Aiello, after learning to walk again and being discharged back to his home, is still in physical therapy five times a week. Surgery on his throat has left his voice quiet and wheezing. Nerve damage to his hands means he can’t make a fist. His heart races. His left shoulder aches.
“It’s all part of COVID,” Aiello said.
Flaherty’s back lights up with burning pain, and she uses an inhaler to calm her lungs and medication to calm her stomach. Huber’s aorta is dilated, her lungs are scarred and her blood pressure spikes at random times.

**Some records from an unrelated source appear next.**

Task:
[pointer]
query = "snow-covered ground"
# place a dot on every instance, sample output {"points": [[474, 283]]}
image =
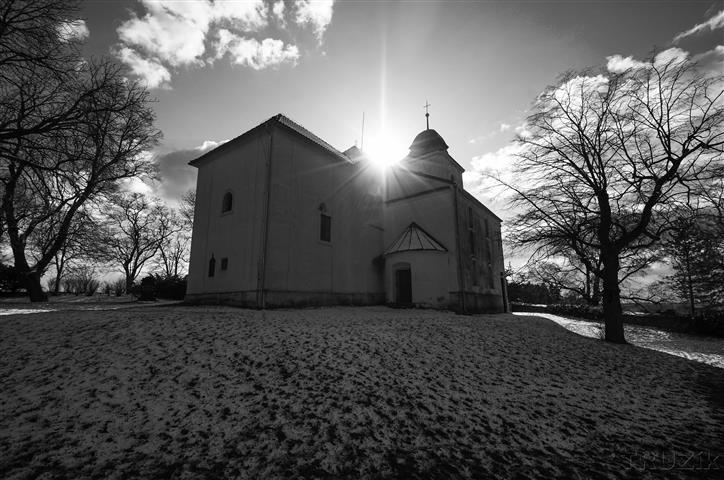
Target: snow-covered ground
{"points": [[203, 392], [693, 347]]}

Let’s listen to those who have walked/are walking this journey
When you know people who have died from covid and people who are still months later struggling from chronic fatigue, then the people who are denying the seriousness of the pandemic and those who selfishly flaunt the rules and restrictions for their own gain make you really angry [and confused – how are people still not getting this?]. When you have a friend who has lost 9 people to the disease and another friend who lost her mom and her gran in the same short period, then it really starts to hit home.
So i invited some people who have had covid to share their stories with us – glimpses into how the disease was for them and how life has been since then. There is no carbon copy one-size-fits-all story of how the disease operates and there is still so much we don’t know, but hopefully, by listening to people sharing their experiences we will start to empathise a little more and be more insistent on doing whatever we can to stop the spread of this awful debilitating disease.
First up is David O’Sullivan who shares the story of his and his wife Jacqui’s experience of covid.
Then there is theatre owner, actress and director, Sue Diepeveen
The story of K [anonymous], whose husband works in a hospital
Next up is the story of Jane and Thomas who had “a mild dose of covid” which is still more than scary enough to consider
Eve is a teacher who got covid possibly from a colleague or maybe a pupil and gives us some insight into that space
This story by my friend Nicola Date is a must-read – TWICE facing Covid-19 and stiill recovering from it
Please feel free to share these stories of people who are surviving covid – some with names, some anonymous – over the next few days as i post them on my blog. And please do whatever you can to stay safe and protect those around you. This too will pass. But until it does, we have to be vigilant and responsive. And responsible.